Degustare un cibo, invece, significa, esattamente come per il vino, comprendere e analizzare le sue qualità organolettiche. Una attività sicuramente più complessa che esige attenzione e concentrazione per riconoscere e valutare le caratteristiche di ciò che stiamo assaggiando, attraverso l’aiuto dei nostri sensi: vista, olfatto, gusto,, tatto e non da ultimo, udito.Anche se non dobbiamo sottovalutare tutti gli altri, quello del gusto rappresenta una qualità sensoriale piuttosto articolata che ci consente di percepire i sapori fondamentali e gli aromi percepiti per via retro nasale. Il gusto infatti coinvolge anche l’olfatto, senza del quale diventerebbe difficile, per esempio, distinguere un’aranciata da una limonata. La teoria classica della fisiologia del gusto riconosce l’esistenza di quattro sapori fondamentali – dolce, salato, acido, amaro – ognuno dei quali è percepito con maggiore sensibilità in specifiche zone della lingua attraverso dei recettori, le cosiddette papille o bottoni gustativi.
In realtà, ai quattro sapori fondamentali a cui tutti siamo stati abituati, se ne aggiunge un quinto: l’umami. La sua scoperta si deve al Prof. Kikunae Ikeda che nel 1908, isolò per primo l’MSG e lo indicò come fonte di sapore di un brodo tipico giapponese a base di alghe Konbu.

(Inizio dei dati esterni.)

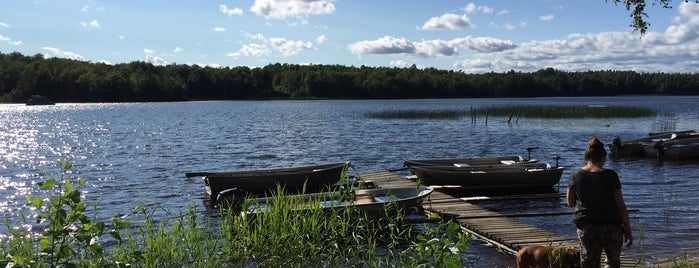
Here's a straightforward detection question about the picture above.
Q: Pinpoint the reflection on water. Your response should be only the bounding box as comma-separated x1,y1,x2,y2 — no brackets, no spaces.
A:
0,97,699,261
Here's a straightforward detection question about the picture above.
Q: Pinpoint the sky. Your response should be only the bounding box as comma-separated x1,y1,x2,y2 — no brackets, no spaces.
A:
0,0,699,73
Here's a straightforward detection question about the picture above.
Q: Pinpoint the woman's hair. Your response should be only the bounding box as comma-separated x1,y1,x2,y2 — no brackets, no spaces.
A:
585,136,607,163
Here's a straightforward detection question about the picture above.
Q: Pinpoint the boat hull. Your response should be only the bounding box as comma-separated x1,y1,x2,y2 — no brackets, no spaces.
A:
410,164,564,188
403,156,537,167
203,162,349,198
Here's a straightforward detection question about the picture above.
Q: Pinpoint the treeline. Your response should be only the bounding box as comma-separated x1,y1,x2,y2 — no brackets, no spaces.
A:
0,52,699,102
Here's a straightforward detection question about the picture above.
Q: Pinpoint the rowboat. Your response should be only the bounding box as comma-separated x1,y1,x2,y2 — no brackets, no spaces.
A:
186,162,350,198
403,155,537,167
218,186,433,218
609,130,699,160
403,147,539,168
641,135,699,161
409,163,564,188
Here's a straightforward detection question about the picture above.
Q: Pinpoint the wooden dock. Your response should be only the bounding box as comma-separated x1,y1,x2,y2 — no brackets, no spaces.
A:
358,171,635,267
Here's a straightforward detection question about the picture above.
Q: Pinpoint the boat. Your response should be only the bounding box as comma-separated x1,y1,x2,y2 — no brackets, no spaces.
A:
217,186,434,218
409,163,564,188
26,95,56,105
403,147,538,168
185,162,350,198
641,135,699,161
608,130,699,160
403,156,537,168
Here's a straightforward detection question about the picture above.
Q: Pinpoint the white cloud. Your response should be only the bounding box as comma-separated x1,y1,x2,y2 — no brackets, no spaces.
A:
250,0,335,19
450,36,517,53
145,54,167,66
80,20,100,29
349,36,415,54
237,43,269,58
539,14,553,21
245,33,265,40
421,13,473,30
390,60,409,68
41,47,83,60
464,3,494,14
269,37,313,57
218,5,243,17
349,36,517,58
316,34,328,44
413,40,458,58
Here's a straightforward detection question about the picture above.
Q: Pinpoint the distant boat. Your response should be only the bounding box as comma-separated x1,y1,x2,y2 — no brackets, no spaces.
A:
185,162,349,198
26,95,56,105
409,163,564,188
218,186,433,218
403,155,537,167
608,130,699,160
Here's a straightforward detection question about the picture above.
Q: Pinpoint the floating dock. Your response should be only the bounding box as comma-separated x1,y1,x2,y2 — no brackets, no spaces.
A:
358,170,635,267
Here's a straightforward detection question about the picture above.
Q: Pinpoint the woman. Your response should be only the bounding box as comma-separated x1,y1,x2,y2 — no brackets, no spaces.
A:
566,137,633,267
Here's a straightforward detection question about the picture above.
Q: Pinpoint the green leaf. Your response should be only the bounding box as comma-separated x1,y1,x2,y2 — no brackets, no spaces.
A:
27,196,44,209
63,179,73,192
39,179,56,190
63,161,73,172
39,237,51,252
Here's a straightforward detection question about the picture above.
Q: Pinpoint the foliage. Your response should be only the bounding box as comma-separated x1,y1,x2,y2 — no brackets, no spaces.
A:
3,161,130,267
605,0,699,36
0,161,469,267
0,52,699,102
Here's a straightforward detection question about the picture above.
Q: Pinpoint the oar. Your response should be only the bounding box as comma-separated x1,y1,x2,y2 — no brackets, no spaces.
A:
184,172,214,178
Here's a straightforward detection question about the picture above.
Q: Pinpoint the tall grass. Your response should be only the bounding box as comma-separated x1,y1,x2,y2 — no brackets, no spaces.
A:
476,105,656,118
365,105,656,119
0,162,469,267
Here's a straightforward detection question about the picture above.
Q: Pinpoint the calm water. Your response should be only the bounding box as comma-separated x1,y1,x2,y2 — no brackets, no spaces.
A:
0,97,699,266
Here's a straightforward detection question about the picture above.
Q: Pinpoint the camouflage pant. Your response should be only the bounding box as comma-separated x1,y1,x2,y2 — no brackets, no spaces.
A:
578,224,624,268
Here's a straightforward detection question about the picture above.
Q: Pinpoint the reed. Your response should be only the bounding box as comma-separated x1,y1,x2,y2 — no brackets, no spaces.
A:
0,162,469,267
364,105,657,121
365,109,471,119
476,105,656,118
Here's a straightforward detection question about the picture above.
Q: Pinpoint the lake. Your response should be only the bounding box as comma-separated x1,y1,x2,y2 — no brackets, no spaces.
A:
0,96,699,266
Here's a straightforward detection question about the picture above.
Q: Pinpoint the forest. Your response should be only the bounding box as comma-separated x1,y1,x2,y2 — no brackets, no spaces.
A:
0,52,699,103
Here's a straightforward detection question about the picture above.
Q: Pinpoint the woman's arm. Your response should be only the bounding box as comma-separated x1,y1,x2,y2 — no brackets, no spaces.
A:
614,188,633,247
566,188,577,207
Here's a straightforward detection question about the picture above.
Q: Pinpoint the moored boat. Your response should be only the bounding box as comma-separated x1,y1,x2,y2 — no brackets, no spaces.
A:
410,163,564,188
219,186,433,217
186,162,349,198
609,130,699,160
403,147,538,168
403,156,537,167
26,95,56,105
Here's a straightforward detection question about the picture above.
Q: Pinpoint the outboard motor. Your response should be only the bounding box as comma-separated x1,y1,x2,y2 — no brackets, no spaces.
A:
653,140,667,162
216,188,245,210
527,147,539,161
551,154,561,168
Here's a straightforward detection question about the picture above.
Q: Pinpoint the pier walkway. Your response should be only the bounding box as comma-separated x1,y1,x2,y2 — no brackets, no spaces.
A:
358,171,634,267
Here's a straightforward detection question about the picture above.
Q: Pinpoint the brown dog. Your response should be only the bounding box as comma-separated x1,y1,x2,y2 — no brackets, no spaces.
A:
517,246,580,268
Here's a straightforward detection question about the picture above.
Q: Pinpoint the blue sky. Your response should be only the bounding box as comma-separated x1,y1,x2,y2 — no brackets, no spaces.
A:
0,0,699,73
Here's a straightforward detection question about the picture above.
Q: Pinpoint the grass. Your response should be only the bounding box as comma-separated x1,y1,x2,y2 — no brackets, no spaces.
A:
365,105,656,119
365,110,470,119
0,161,469,267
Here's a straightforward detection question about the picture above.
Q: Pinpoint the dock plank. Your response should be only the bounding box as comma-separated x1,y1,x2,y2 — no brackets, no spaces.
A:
357,170,636,267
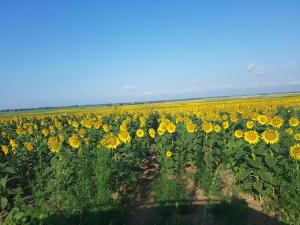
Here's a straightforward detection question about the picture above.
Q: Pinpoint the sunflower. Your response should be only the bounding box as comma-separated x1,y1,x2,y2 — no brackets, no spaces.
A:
166,122,176,134
157,123,166,136
24,142,33,151
48,137,60,153
42,128,49,137
214,125,221,133
68,134,80,149
234,130,244,138
101,134,120,150
72,121,79,128
202,122,214,134
246,120,254,129
79,128,86,138
118,131,131,143
148,128,156,138
185,122,197,133
289,117,299,127
257,115,269,125
244,130,259,144
136,129,145,138
294,133,300,141
271,116,284,128
102,124,110,133
261,130,279,144
290,144,300,160
222,121,229,129
9,139,18,150
165,151,172,158
285,128,294,135
1,145,8,155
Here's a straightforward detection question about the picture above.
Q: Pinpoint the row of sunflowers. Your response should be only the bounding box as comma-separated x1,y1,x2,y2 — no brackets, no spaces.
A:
0,97,300,224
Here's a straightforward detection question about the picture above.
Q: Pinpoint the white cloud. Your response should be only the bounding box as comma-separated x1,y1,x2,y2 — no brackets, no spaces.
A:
122,85,136,92
247,63,265,75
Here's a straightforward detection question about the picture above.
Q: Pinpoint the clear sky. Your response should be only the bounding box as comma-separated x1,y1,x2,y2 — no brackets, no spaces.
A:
0,0,300,109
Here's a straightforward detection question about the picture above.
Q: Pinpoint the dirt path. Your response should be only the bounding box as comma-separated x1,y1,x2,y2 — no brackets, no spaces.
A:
129,156,159,225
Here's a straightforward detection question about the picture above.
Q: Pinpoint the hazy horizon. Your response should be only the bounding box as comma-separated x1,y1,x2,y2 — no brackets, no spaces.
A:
0,0,300,109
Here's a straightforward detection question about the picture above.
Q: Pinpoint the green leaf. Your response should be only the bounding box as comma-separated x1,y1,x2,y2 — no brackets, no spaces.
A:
254,148,267,155
3,167,16,174
257,170,276,185
252,182,263,193
0,198,8,210
236,169,252,181
248,158,263,169
0,176,7,188
265,157,277,168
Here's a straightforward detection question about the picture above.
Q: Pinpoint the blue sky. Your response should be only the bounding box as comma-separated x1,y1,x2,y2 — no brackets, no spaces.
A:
0,0,300,109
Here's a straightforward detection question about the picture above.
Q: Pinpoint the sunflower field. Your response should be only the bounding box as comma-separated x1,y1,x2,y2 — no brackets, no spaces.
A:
0,96,300,225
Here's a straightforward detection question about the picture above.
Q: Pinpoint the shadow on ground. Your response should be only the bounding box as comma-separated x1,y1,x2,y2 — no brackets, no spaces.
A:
37,198,284,225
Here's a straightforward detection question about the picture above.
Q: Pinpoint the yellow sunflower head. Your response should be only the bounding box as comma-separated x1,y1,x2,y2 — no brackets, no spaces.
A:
214,125,221,133
261,130,279,144
289,117,299,127
285,128,294,135
165,150,172,158
136,129,145,138
118,131,131,143
202,122,214,134
246,120,254,129
149,128,156,138
48,137,60,153
24,142,33,151
234,130,244,138
101,134,120,150
257,115,269,125
185,122,197,133
222,121,229,129
271,116,284,128
294,133,300,141
68,134,80,149
1,145,9,155
244,130,259,144
166,122,176,134
290,144,300,160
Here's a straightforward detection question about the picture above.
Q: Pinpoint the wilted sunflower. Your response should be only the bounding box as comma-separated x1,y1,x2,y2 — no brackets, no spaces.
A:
257,115,269,125
261,130,279,144
118,131,131,143
165,151,172,158
234,130,244,138
202,122,214,134
166,122,176,134
290,144,300,160
244,130,259,144
149,128,156,138
289,117,299,127
48,137,60,153
1,145,8,155
68,134,80,149
24,142,33,151
135,129,145,138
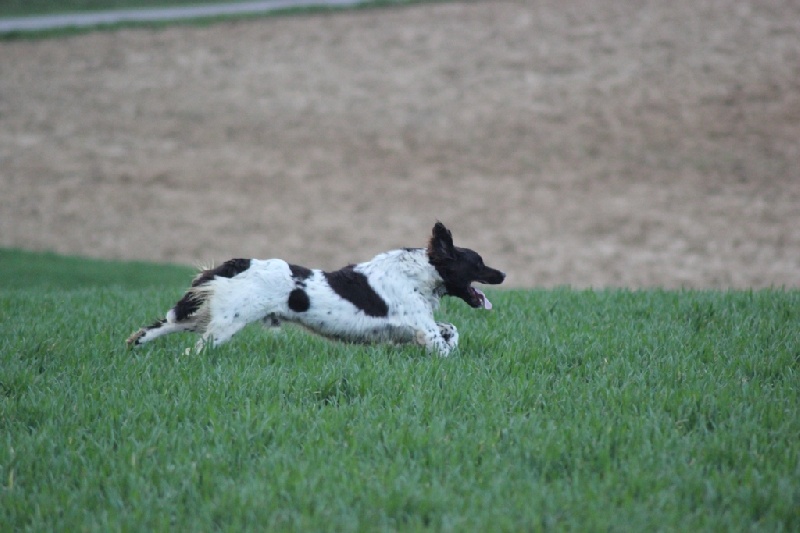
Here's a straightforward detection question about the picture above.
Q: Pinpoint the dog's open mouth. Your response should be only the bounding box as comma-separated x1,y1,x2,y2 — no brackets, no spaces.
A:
468,285,492,309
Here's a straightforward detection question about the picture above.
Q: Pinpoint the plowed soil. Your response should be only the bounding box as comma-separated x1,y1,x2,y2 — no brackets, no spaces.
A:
0,0,800,288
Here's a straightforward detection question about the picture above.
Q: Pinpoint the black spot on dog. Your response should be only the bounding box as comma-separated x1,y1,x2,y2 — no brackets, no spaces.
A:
172,292,202,322
173,259,252,322
325,265,389,317
192,259,252,287
289,289,311,313
289,264,312,282
145,318,167,329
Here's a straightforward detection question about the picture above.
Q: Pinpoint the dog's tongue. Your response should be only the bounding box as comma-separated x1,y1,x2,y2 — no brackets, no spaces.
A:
473,287,492,309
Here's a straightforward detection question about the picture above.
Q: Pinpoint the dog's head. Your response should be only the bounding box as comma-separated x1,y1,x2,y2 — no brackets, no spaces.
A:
428,222,506,309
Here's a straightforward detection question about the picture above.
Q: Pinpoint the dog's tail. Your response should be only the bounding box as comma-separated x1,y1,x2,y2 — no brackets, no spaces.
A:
125,283,213,348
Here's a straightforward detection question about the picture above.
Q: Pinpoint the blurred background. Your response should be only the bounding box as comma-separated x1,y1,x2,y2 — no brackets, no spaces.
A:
0,0,800,288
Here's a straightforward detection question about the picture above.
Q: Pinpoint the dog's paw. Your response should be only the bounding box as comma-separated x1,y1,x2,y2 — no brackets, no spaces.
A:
436,322,458,352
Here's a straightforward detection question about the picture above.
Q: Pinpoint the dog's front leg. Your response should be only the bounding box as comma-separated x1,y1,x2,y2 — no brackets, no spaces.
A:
417,322,458,357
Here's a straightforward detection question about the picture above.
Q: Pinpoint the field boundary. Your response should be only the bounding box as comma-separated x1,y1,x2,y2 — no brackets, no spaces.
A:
0,0,364,34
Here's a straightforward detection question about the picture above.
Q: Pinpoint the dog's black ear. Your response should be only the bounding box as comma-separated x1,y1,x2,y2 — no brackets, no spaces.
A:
428,221,454,259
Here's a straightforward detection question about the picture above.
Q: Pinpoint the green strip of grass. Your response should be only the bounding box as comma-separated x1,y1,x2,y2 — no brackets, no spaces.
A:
0,0,442,17
0,251,800,531
0,248,193,290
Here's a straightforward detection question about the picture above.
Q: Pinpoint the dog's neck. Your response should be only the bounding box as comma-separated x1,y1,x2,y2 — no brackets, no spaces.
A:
358,248,446,309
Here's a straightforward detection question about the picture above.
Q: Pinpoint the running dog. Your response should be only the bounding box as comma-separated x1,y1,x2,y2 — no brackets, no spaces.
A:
127,222,506,356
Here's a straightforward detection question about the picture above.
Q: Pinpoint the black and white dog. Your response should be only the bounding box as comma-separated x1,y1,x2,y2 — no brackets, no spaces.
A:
128,222,505,356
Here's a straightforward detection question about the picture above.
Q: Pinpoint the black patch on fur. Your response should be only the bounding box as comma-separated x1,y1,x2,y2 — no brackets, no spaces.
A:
173,259,252,322
289,289,311,313
325,265,389,317
172,292,202,322
145,318,167,329
289,264,312,282
192,259,252,287
428,222,506,308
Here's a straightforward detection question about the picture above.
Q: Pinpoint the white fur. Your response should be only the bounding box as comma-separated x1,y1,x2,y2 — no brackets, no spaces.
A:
128,248,458,356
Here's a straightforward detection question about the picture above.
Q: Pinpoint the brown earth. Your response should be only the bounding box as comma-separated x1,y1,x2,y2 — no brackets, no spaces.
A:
0,0,800,287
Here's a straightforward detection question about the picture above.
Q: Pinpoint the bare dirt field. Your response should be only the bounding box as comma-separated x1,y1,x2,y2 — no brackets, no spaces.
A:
0,0,800,288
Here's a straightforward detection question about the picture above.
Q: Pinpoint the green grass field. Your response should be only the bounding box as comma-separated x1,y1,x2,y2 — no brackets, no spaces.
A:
0,0,432,17
0,251,800,531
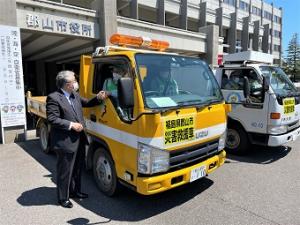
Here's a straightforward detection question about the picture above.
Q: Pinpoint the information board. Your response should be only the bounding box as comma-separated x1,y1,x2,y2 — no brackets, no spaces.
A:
0,25,26,127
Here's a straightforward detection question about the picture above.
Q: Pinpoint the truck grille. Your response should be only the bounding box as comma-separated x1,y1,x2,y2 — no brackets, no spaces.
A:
170,139,219,170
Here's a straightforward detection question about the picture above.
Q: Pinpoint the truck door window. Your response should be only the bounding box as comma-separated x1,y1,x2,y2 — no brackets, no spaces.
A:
221,69,263,102
93,59,130,119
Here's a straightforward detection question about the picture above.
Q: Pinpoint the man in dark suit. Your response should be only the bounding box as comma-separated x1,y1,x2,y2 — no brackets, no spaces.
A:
46,71,107,208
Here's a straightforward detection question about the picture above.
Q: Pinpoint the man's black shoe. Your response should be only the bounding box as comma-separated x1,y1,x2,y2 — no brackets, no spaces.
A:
70,192,89,199
58,200,73,208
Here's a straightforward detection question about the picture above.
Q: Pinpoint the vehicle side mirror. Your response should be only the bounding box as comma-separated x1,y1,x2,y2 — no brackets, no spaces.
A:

I seguaci del prof. Ikeda approfondirono gli studi ed alcune loro scoperte portarono a rivedere la classificazione dei gusti. Nel 1920 prese così il via la moderna ricerca scientifica sul gusto, che culminò nel primo simposio internazionale avvenuto alle Hawaii nel 1985 in cui l’umami venne riconosciuto scientificamente come “gusto base”.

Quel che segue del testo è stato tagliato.